Provided that where any capital goods earlier covered under clause (a) is

subsequently covered under this clause, the value of ‘A’ shall be arrived at by reducing

the input tax at the rate of five percentage points for every quarter or part thereof and

the amount ‘A’ shall be credited to the electronic credit ledger;

Explanation.- An item of capital goods declared under clause (a) on its receipt shall not

attract the provisions of sub-section (4) of section 18, if it is subsequently covered under

this clause.

(d) the aggregate of the amounts of ‘A’ credited to the electronic credit ledger under

clause (c), to be denoted as ‘Tc’, shall be the common credit in respect of capital goods

for a tax period:

Provided that where any capital goods earlier covered under clause (b) is

subsequently covered under clause (c), the value of ‘A’ arrived at by reducing the input

tax at the rate of five percentage points for every quarter or part thereof shall be added

to the aggregate value ‘Tc’;

(e) the amount of input tax credit attributable to a tax period on common capital goods

during their useful life, be denoted as ‘Tm’ and calculated as-

Tm= Tc÷60

(f) the amount of input tax credit, at the beginning of a tax period, on all common

capital goods whose useful life remains during the tax period, be denoted as ‘Tr

and shall be the aggregate of ‘Tm’ for all such capital goods;

(g) the amount of common credit attributable towards exempted supplies, be denoted

as ‘Te’, and calculated as-

Te= (E÷ F) x Tr

where,

‘E’ is the aggregate value of exempt supplies, made, during the tax period, and

‘F’ is the total turnover of the registered person during the tax period:

Provided that where the registered person does not have any turnover during

the said tax period or the aforesaid information is not available, the value of ‘E/F’ shall

be calculated by taking values of ‘E’ and ‘F’ of the last tax period for which the details

of such turnover are available, previous to the month during which the said value of

‘E/F’ is to be calculated;

Explanation.- For the purposes of this clause, it is hereby clarified that the aggregate value of exempt supplies and the total turnover shall exclude the amount of any duty or tax levied

under entry 84 of List I of the Seventh Schedule to the Constitution and entry 51 and 54 of

List II of the said Schedule;

(h) the amount Te along with the applicable interest shall, during every tax period of the

useful life of the concerned capital goods, be added to the output tax liability of the

person making such claim of credit.

(2) The amount Te shall be computed separately for central tax, State tax, Union territory tax and integrated tax.

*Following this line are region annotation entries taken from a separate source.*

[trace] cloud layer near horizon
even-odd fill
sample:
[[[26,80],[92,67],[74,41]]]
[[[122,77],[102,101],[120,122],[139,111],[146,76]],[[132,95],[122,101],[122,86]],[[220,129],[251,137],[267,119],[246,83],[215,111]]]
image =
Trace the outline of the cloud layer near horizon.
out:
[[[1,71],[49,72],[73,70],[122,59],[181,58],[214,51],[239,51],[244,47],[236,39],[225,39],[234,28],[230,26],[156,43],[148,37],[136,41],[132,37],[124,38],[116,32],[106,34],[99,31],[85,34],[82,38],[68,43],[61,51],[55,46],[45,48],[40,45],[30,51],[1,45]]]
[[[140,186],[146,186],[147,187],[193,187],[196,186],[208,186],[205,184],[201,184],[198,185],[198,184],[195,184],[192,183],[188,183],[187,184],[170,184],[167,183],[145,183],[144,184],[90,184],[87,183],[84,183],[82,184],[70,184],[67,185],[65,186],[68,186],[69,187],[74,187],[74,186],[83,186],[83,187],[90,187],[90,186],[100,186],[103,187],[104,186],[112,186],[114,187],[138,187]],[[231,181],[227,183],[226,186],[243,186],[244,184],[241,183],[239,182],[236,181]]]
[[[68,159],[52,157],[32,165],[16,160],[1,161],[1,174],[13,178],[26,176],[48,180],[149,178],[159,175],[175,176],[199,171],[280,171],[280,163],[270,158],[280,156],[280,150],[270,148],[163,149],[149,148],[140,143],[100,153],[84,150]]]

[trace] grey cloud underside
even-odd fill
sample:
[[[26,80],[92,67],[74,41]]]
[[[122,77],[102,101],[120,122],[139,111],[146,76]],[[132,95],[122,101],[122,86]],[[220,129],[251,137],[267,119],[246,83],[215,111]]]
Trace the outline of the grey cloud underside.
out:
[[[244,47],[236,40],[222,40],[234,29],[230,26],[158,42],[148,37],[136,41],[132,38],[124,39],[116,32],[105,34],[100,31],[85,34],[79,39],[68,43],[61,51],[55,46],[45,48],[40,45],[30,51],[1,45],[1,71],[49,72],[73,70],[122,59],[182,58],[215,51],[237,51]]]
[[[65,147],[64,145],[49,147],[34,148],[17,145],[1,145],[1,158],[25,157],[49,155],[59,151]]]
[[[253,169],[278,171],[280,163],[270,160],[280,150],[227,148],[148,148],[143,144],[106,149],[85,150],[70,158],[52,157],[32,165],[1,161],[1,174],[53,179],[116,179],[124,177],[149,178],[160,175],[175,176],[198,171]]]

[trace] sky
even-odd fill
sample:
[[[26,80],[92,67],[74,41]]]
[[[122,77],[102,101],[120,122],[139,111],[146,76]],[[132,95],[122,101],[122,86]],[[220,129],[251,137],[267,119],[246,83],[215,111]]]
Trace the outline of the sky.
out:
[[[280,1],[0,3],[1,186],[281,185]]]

Tax Payers are left with the following two options:

Option1. Treat Supply of free samples as Taxable Supply under GST and pay GST.

Option 2. Treat Supply of free sample as Non-Taxable Supply (which is deemed exempted Supply) and reverse the credit attributable on inputs, input services and capital goods. When GST Returns are filed ; the supply of free sample has to be shown under non-taxable or exempted supply and the rigours of Rule 42 and 43 will apply.

Exercising Option 1 can turn out to be more convenient and less taxing than opting for option 2.

Free sample is no more free under GST Law. Whatever credit is coming in GSTR2 is not entirely yours as there are many restrictions on utilising the credit.